2017年11月11日 (土)

『ものづくり道』(西堀榮三郎著)を拾い読み

 西堀榮三郎といえば、日本の第一次南極観測越冬隊長であり、日本のQC(品質管理)活動の草分けでもある。また、いま日本経済新聞朝刊の「私の履歴書」を書いている石毛直道氏の所属した京都大学探検隊の先輩でもある。

 その西堀氏が晩年に書いた『ものづくり道』(2004年7月)は超一流の職人、岡野雅行氏が「ものづくりに携わる技術者、製作者のすべてに読んでほしい福音の書」と讃えた書物。拾い読みしても面白く、かつ、ためになる。

 同書によると、西堀氏が示す企業運営の基盤になる4つの原則は、まず、第一に「法の上に良心を置く」である。「法に触れないだけでなく、その上に良心を置いて運営に当たらなければならない」。「企業はあくまで良心に照らして人類の福祉に反しない行動をとるべきである」。

 第二に、「企業間のモラルを守る」である。「企業間の相互関係から生まれるモラルや倫理を踏み外し、他企業を陥れるようなことがあってはならない」。
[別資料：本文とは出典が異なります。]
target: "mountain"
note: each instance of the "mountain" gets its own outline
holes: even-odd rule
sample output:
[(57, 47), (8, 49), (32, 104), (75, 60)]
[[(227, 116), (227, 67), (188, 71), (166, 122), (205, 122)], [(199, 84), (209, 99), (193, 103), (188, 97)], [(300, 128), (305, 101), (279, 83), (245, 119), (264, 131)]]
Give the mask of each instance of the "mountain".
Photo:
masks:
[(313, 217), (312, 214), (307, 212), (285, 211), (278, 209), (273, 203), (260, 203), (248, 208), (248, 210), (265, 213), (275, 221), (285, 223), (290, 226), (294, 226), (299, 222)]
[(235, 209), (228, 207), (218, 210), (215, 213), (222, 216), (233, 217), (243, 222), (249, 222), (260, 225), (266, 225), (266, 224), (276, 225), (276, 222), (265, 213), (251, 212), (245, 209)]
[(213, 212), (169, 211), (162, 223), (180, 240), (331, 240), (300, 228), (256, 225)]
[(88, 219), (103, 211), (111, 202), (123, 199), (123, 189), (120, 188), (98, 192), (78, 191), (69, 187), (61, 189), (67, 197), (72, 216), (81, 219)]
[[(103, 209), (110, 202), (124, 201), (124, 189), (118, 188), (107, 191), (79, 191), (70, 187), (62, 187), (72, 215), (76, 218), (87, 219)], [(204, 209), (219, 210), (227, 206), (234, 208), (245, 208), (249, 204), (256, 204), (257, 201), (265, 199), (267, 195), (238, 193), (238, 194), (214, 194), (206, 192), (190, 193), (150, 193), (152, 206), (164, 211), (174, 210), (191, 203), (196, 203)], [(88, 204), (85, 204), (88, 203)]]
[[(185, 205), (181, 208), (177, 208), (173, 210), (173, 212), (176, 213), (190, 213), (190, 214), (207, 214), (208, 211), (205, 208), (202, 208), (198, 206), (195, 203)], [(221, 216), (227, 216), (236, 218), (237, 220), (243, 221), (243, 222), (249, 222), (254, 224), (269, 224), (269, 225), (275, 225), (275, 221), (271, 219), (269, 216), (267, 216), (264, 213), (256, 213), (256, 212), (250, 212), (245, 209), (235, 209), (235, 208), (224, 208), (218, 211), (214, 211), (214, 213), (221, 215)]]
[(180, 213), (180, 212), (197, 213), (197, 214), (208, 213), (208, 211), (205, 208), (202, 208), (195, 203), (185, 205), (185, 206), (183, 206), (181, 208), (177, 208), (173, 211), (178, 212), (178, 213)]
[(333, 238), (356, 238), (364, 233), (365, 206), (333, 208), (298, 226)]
 第三に、企業に携わるすべての人が「一致団結する」こと。愛社心と一致協力の精神をもって企業体質の強化に努力すべきであり、そのためには、すべての部門で困難に立ち向かう勇気が生まれる雰囲気をつくることが大事という。

 第四に、「役割に全力を尽くす」ことである。企業は「存立目的に照らした社会的使命を念頭に」、「企業に関わるすべての人の生活を保障し得るようにすべき」だという。そのためには、共同の目的を掲げ、それを各部署、各人に分け、それぞれが実施目標を立て全力投球することになる。

 西堀氏は、京大助教授から、実生活に役立つ研究をするために東芝へ転職した経歴がある。その東芝の経営が破綻に近い状況に陥っている。また、神戸製鋼所や日産自動車などは法を軽視していたなどで窮地に立っている。同書を読んでいると、いろいろな出来事と重ね合わさって、考えさせられる。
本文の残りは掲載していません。